The house, built around a quadrangle, open at the south west corner is built of rendered brick with stone details and a slate roof. The three-storey frontage has five unequal bays with stone mullioned windows and crosswing gables. There are canted three-storey bay windows in two of the crosswings. The central three-storey porch bay has a studded oak door with Doric columns, pediment and a fanlight. The frontage is largely as built but the plaque over the door is a 20th-century replacement. The east wing dating from the early 19th century is of rendered brick and has four-bays which included a chapel on the first floor. The north and west extensions are built of brick.
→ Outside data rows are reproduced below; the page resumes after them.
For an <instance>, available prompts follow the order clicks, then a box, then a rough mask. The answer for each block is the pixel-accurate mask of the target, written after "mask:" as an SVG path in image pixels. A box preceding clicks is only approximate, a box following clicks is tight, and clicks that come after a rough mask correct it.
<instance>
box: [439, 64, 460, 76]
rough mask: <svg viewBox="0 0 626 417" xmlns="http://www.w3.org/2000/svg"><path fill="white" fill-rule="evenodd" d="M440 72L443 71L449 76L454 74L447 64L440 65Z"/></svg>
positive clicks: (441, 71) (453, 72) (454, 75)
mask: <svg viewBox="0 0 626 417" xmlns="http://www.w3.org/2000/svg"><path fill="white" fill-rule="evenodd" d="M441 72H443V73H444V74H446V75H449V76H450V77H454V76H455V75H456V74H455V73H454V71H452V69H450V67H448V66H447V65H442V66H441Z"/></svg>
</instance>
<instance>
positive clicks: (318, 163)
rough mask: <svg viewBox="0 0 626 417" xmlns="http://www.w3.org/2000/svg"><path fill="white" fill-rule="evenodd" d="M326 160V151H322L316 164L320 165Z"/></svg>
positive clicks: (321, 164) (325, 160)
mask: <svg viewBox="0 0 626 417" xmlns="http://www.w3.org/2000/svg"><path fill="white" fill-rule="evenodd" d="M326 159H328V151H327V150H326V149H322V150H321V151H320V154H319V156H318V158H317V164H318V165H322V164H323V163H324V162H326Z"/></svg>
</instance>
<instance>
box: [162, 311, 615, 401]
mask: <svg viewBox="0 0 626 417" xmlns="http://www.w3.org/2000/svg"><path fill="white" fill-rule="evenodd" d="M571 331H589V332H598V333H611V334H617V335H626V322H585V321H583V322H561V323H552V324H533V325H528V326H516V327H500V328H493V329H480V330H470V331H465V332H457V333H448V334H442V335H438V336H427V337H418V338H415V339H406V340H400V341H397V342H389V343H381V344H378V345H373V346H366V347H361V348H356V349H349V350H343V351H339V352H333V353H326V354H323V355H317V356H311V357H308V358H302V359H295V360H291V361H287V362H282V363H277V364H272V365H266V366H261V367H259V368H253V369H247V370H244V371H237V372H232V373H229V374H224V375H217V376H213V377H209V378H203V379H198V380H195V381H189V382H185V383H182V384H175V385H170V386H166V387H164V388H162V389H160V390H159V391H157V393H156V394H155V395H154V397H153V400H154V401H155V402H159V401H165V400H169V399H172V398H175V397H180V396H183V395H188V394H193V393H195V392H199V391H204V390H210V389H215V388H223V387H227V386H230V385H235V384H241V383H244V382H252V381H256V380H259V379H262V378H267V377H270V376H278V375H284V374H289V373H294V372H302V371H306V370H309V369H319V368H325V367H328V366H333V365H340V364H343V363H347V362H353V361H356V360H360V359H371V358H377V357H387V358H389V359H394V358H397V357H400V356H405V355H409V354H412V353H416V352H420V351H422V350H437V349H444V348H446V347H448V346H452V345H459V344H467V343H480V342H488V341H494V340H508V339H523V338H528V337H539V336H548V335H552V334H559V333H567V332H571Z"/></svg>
Restoration in 1999–2000 uncovered a "short" long gallery in the attic, 64 feet in length. It had been sub-divided and is the only known example in North West England.

==Present day==
Astley Hospital closed in 1994 and Morts Astley Heritage Group was founded with the aim of saving the listed building. After fundraising and acquiring grants from the Heritage Lottery Fund, the group bought the house and surrounding woodland in order to preserve it. Damhouse was renovated by 2000 and space within the property rented to the local clinic, a private nursery, and various businesses. On site is a tea room and a conference room and community rooms are available to hire.

The house is set in an area of woodland and there is a pond with an accessible footpath.